Swathes of farm land are still off limits in both government and rebel-held areas in the far north because so-called plastic blast mines from Pakistan and China - designed to blow the leg of the immediate victim - can still go off years later. "More than 50 percent of landmines out of one million have been cleared so far with the assistance of the international NGO's and the Sri Lanka Army," M.S Jayasinghe, Secretary of the Ministry of Nation Building and Development, told a news conference.
"All the landmines in Sri Lanka will be cleared by the end of 2008," he added.
Most of the blast mines were laid in Jaffna in the far north, and along the main A9 road that runs south through the Liberation Tigers of Tamil Eelam (LTTE) rebel stronghold of Kilinochchi.
There are few of the deadlier fragmentation mines - used widely in Kosovo, Mozambique and Angola - which send shrapnel spinning in a much wider radius and can kill or maim several people in one go.

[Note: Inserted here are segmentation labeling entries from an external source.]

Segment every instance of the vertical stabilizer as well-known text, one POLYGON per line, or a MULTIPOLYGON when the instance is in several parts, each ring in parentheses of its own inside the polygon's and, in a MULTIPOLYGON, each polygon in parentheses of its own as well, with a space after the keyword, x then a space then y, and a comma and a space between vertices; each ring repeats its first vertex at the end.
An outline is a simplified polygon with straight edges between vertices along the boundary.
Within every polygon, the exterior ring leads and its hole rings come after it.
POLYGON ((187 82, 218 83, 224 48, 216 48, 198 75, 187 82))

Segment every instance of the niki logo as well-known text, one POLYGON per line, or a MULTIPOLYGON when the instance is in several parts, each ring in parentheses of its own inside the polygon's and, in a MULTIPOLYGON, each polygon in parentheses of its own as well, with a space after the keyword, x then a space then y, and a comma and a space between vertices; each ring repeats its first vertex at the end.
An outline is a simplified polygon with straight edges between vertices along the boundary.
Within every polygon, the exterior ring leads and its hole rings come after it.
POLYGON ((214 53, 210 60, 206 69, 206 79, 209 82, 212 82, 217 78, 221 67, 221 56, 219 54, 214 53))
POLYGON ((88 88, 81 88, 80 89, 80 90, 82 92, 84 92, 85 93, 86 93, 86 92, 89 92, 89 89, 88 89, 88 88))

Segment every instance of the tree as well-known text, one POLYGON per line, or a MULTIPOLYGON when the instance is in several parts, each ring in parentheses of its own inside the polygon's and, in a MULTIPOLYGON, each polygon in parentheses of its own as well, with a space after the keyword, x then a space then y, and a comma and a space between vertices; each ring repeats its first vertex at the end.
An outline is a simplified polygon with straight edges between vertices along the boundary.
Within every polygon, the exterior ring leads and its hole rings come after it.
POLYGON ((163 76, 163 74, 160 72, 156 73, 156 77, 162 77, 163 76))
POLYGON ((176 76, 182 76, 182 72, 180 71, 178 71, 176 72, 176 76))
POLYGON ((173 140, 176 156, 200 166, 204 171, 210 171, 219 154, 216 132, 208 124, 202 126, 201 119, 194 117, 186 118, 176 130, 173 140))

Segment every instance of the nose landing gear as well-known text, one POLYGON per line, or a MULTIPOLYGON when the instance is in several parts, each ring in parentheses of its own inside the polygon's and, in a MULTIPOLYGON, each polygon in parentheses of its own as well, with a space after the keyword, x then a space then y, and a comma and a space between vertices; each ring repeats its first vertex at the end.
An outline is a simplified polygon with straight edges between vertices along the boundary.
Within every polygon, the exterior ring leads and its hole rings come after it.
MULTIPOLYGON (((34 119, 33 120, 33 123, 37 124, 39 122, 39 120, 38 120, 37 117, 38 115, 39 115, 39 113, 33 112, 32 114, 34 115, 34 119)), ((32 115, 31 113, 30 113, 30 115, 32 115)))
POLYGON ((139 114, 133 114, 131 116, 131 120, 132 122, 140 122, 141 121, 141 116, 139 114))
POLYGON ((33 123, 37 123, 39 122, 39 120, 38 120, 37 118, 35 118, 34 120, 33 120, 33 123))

There are 2,500 de-miners working in the field, but some international demining groups were forced to cut back their operations amid an upsurge in violence and unrest in December and January that raised fears of a return to war.
A 2002 truce is still holding, but some deminers fear that their work could be undone if talks between the government and rebels fail and the foes resume a war that has already killed more than 64,000 people and displaced hundreds of thousands more.